An open hardware ISA
Producing an ISA is often hard and has little success per production. The aim is 64 bit native, 16 bit word addressing (no bytes directly) and an emphasis on code density. It's a work in progress and is free under MIT license.
BigRISC is the design ideal, with reducing the instruction set duplication to achieve computational use density. For example the WTO instruction makes a write target override of a 2 operand instruction unlike the RISC of long 32 bit opcodes first and then on to thumb like. Start small at 16 bit opcodes and expand some to 32 bit.
Given progress in caching and OoO it is no longer wrote practice that a load store architecture is superior. As code density can improve with memory to memory architecture and as a result more can be fit in a cache, the CISC is comming back but without inefficient junk such as too many addressing modes and infrequently used silicon area committals.
For example a floating point register set is not included as a separate set, and the main registers are used. This prevents them being left empty as wide SIMD registers become normal for floating point. 64 opcodes are reserved as prefixes for vector processing.
There are basically 20 registers, of which 8 are full function addressing registers (An), 8 are non addressing (Dn) but have a modulo carry at the instruction operation width to use the high part independently. The remaining 4 are the program counter (PC) and 3 other registers with automated indexing (IP, SP and RP). This is a good compromise on efficient opcode size. If all 16 main registers were fully addressing the last 4 could not exist and many opcodes would be removed. This would leave 15 plus the program counter, and code density would suffer badly. An extra 8 registers could be provided if addressing was only done through the 3 special registers (and fetches through the PC), but code density would again suffer.

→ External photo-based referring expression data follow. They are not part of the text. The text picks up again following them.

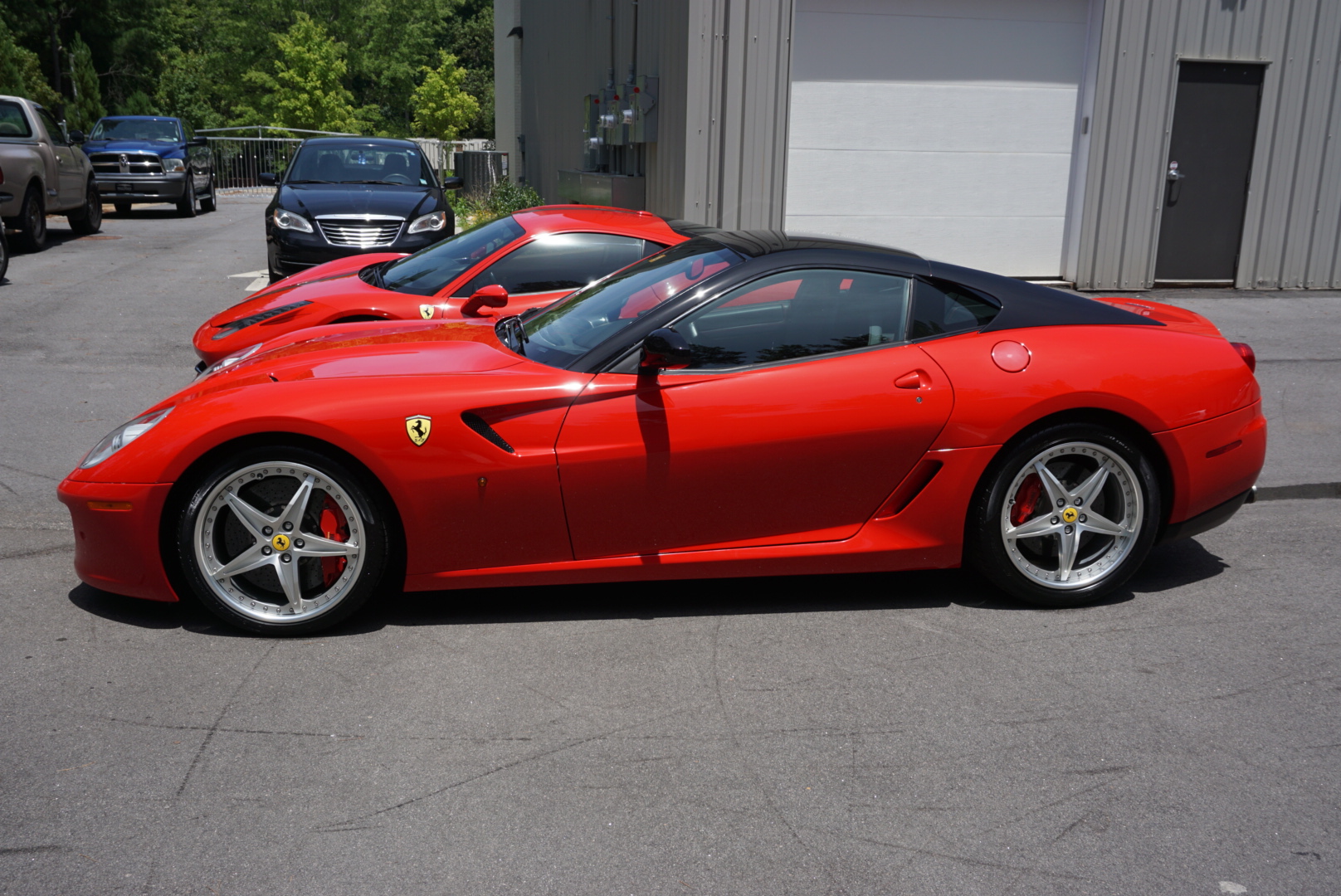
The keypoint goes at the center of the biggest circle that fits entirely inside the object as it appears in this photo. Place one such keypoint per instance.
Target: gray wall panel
(1293, 215)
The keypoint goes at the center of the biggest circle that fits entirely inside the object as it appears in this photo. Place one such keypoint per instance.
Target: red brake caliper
(335, 528)
(1026, 499)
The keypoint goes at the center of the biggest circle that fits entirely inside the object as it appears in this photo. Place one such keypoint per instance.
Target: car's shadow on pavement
(1168, 567)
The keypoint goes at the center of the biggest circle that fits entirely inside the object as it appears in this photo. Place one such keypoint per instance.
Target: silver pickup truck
(43, 171)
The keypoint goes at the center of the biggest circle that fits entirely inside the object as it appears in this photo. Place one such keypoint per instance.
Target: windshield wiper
(510, 328)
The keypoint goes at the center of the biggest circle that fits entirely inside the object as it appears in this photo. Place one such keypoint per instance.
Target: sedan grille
(133, 164)
(361, 234)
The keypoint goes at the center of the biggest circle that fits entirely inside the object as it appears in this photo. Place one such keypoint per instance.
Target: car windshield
(359, 164)
(163, 132)
(568, 330)
(429, 270)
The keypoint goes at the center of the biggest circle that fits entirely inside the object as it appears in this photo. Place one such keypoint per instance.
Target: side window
(12, 121)
(943, 308)
(54, 130)
(798, 314)
(558, 262)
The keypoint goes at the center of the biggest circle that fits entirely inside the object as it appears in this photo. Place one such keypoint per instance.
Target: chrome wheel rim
(1071, 515)
(279, 542)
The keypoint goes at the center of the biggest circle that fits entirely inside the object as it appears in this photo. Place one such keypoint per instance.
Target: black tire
(87, 219)
(187, 204)
(32, 222)
(1031, 567)
(208, 202)
(255, 598)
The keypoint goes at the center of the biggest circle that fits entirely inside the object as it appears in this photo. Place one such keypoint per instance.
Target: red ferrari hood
(394, 348)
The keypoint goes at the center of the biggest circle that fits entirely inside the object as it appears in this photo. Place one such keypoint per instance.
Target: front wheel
(1066, 517)
(282, 541)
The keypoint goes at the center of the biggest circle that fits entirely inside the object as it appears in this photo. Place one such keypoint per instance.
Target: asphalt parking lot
(859, 734)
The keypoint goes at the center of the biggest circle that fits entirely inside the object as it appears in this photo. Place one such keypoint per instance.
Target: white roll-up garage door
(940, 126)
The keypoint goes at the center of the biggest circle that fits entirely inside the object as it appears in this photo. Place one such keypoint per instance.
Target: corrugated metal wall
(739, 66)
(1290, 234)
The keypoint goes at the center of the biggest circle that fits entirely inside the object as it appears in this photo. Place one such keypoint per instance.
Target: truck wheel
(187, 204)
(207, 202)
(32, 222)
(87, 217)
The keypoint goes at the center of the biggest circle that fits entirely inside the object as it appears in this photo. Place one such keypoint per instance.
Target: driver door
(789, 428)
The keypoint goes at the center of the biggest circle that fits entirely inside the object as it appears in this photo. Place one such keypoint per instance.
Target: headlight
(433, 222)
(122, 436)
(287, 220)
(231, 360)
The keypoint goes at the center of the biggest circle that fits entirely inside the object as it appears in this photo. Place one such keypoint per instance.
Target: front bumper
(117, 537)
(293, 252)
(141, 188)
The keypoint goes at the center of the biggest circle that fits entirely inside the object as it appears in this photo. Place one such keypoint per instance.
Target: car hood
(368, 349)
(315, 200)
(130, 147)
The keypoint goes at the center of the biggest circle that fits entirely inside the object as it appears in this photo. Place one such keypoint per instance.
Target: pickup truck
(152, 158)
(41, 171)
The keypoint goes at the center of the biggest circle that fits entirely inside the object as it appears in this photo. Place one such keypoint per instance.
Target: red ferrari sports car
(503, 267)
(739, 404)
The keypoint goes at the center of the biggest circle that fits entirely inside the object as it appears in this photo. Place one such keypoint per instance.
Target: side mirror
(664, 349)
(490, 297)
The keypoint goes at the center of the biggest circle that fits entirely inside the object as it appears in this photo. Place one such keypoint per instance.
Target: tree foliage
(441, 108)
(196, 58)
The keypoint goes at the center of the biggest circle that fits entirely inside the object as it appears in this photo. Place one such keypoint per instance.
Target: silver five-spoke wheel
(283, 541)
(1073, 515)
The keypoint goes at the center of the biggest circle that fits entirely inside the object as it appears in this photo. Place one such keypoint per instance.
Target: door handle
(914, 380)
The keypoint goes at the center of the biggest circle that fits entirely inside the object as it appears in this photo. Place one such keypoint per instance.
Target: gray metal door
(1206, 187)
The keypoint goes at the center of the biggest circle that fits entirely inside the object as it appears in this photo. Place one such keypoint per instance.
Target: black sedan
(352, 195)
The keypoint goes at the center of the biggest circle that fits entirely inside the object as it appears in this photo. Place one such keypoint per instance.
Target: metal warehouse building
(1114, 144)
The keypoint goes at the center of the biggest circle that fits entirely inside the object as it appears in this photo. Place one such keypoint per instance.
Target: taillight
(1247, 354)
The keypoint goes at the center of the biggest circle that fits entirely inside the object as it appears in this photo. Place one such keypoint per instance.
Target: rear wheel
(87, 219)
(208, 202)
(282, 541)
(1065, 517)
(187, 204)
(32, 222)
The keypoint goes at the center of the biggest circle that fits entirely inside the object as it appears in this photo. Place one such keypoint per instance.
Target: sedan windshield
(568, 330)
(163, 132)
(429, 270)
(359, 164)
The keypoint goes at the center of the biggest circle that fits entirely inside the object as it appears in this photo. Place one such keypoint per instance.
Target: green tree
(307, 89)
(441, 106)
(86, 109)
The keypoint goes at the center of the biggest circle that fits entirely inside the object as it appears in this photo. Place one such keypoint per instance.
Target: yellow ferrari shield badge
(417, 428)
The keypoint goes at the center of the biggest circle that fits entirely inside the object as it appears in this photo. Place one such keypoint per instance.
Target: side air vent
(487, 431)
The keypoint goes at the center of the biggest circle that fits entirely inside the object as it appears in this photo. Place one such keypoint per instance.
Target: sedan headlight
(122, 436)
(287, 220)
(432, 222)
(231, 360)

A number of overly complex variant instructions were dropped, a new opcode format was decided and all operations can be performed on the An registers. This makes the Dn registers the lesser, but not having carrying into upper parts makes up for not needing the register to linearly address. It is reasonably easy to use them as 16 register halves at 32 bits each. As the only thing Dn registers can't do is address, this is not too big a restriction. If you overflow the An registers at a narrow width it will affect the high order and besides that they too can be used in halves or quarters.
There are no complex modes on An registers to mess with compiler writer's heads. There are pre and post inc or dec to some extent on the 4 other registers, but in strange and situation useful ways. In fact it is impossible to get normal addressing with these. Floats and doubles will not load into these special 4 as the instruction space is better used. The PC as a source or target is specially handled for situations where it would make no sense to do an opcode. These opcodes become other operations making a 16 bit opcode quite possibility dense. This density wouldn't be possible with the 16 addressing register alternative but would with the 28 data register alternative. Faster multiple indexing looses 8 registers.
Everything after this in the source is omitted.